I smile at my memories of her. "She was so fun. Like always in a good mood, I remember. Some people don't get along with their sisters, but we did. I'm glad about that."

"What's your best memory of her?"

"It's weird to say it, but that day. Right up until the end, it was this amazing day on the boat. Perfect weather. I got up on water skis for the first time. We had this awesome picnic. I remember thinking: this is a perfect day. Which is a weird thing for a little kid to think. Maybe I had a premonition." I shiver at the thought of it. I used to think that when I was kid, if I'd said something, I might've saved her. But that's silly. No one would've listened to me. And my feeling wasn't specific. Just a generalized feeling of contentment.

Maybe that's why I don't trust being happy. Because it means something bad's about to happen?

Jack plays with his chopsticks. "The day my Mom got diagnosed with MS, we'd gone to the park together. To the bridge. And we were standing there and she was telling me about meeting my dad for the first time or their date, maybe how he proposed, and she was so happy and lit up and I had a similar thought. Like, I am the luckiest kid. My mom is so great. And then she got this funny look on her face and her knees buckled. It turns out she'd been having symptoms for a while but brushed them off and that was her first attack."

"That sounds really scary."

"Yeah, it was." He stares at the dumpling on his plate. "Sometimes I used to think that I made it happen to her. Like somehow my thoughts had given it to her."

"Kids think stupid things sometimes."

"They do."

I squeeze his hand. "Tell me something funny you did as a kid. Something cute."

"I wet the bed until I was eight."

"Um..."

"Too much?"

"No. I like it that you feel comfortable enough with me to tell me something like that."

"Your turn."

"Hmmm. No bedwetting stories, but I did use to make up songs when I was a kid and sing them to other people."

"Interesting."

"Embarrassing, you mean."

"I think it's cute. Do you still sing?"

"Only in the shower."

"I'd love to hear it."

"You really wouldn't. You're a professional. I'm not your next act."

"No?"

A woman arrives with a new set of baskets. Fried squid and greens and some items I've never heard of. Ben fills up our table again with food.

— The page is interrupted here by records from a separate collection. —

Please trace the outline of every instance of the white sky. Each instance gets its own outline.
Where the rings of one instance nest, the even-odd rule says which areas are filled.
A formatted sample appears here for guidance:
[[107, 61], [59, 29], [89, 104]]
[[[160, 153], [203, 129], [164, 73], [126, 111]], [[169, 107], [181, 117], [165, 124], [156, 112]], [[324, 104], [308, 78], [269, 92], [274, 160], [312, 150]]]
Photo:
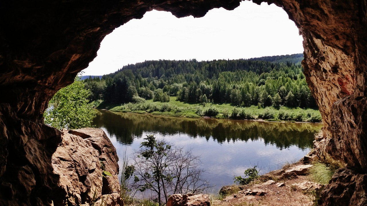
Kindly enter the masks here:
[[281, 8], [246, 1], [233, 11], [178, 18], [153, 10], [102, 41], [83, 75], [102, 75], [146, 60], [247, 59], [302, 53], [302, 37]]

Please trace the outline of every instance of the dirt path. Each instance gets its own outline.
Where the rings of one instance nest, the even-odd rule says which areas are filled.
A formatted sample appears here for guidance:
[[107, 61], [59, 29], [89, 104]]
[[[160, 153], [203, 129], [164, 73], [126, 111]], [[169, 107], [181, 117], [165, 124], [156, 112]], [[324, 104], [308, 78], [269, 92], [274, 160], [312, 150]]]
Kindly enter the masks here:
[[311, 166], [299, 162], [290, 168], [262, 176], [251, 185], [240, 186], [237, 190], [240, 191], [227, 196], [222, 201], [215, 201], [213, 206], [314, 205], [315, 190], [322, 185], [311, 181], [307, 175], [307, 169], [300, 172], [295, 169], [295, 172], [294, 169], [297, 167]]

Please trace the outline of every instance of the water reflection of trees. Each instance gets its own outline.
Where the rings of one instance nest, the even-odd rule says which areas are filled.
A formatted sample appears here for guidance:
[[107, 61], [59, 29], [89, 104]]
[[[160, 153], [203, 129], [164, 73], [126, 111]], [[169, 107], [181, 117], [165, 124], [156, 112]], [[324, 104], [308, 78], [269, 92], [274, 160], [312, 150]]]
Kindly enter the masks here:
[[312, 147], [313, 134], [320, 124], [281, 123], [213, 119], [187, 119], [111, 112], [101, 110], [94, 124], [103, 127], [110, 135], [116, 135], [121, 143], [131, 144], [144, 131], [164, 135], [185, 133], [193, 138], [211, 137], [218, 143], [258, 140], [275, 145], [280, 149], [296, 145]]

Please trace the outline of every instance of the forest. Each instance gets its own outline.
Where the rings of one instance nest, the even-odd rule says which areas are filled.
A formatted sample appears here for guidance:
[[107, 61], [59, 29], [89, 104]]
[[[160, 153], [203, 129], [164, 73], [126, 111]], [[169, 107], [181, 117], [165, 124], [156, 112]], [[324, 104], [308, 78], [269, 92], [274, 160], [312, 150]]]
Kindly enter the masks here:
[[317, 109], [303, 73], [303, 58], [296, 54], [249, 59], [146, 60], [84, 82], [91, 91], [90, 100], [105, 105], [167, 102], [176, 97], [185, 102], [238, 107]]

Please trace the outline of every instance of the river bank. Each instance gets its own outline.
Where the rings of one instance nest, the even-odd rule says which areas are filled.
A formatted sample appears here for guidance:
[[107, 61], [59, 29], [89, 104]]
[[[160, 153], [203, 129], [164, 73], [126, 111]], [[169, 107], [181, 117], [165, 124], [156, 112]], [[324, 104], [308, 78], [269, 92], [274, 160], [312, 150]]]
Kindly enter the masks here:
[[199, 104], [177, 100], [176, 97], [171, 97], [168, 102], [147, 100], [136, 103], [122, 105], [94, 102], [96, 107], [111, 111], [150, 114], [172, 117], [192, 118], [211, 118], [233, 119], [251, 119], [288, 122], [321, 122], [321, 116], [317, 110], [281, 107], [263, 108], [252, 106], [238, 107], [230, 104]]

If I keep dating this man, I'm going to have to start limiting how much I eat.

"Everything is delicious, Ben, thank you for bringing me here."

"Of course. I want to show you all the New York things."

"You really love it here, don't you?"

"Yeah, I do. You don't?"

"There are things I love for sure. But this city can be a lot."

"It can be, I get that."

"You'd never want to live anywhere else?"

He puts some fried squid on his plate. "Why do you ask?"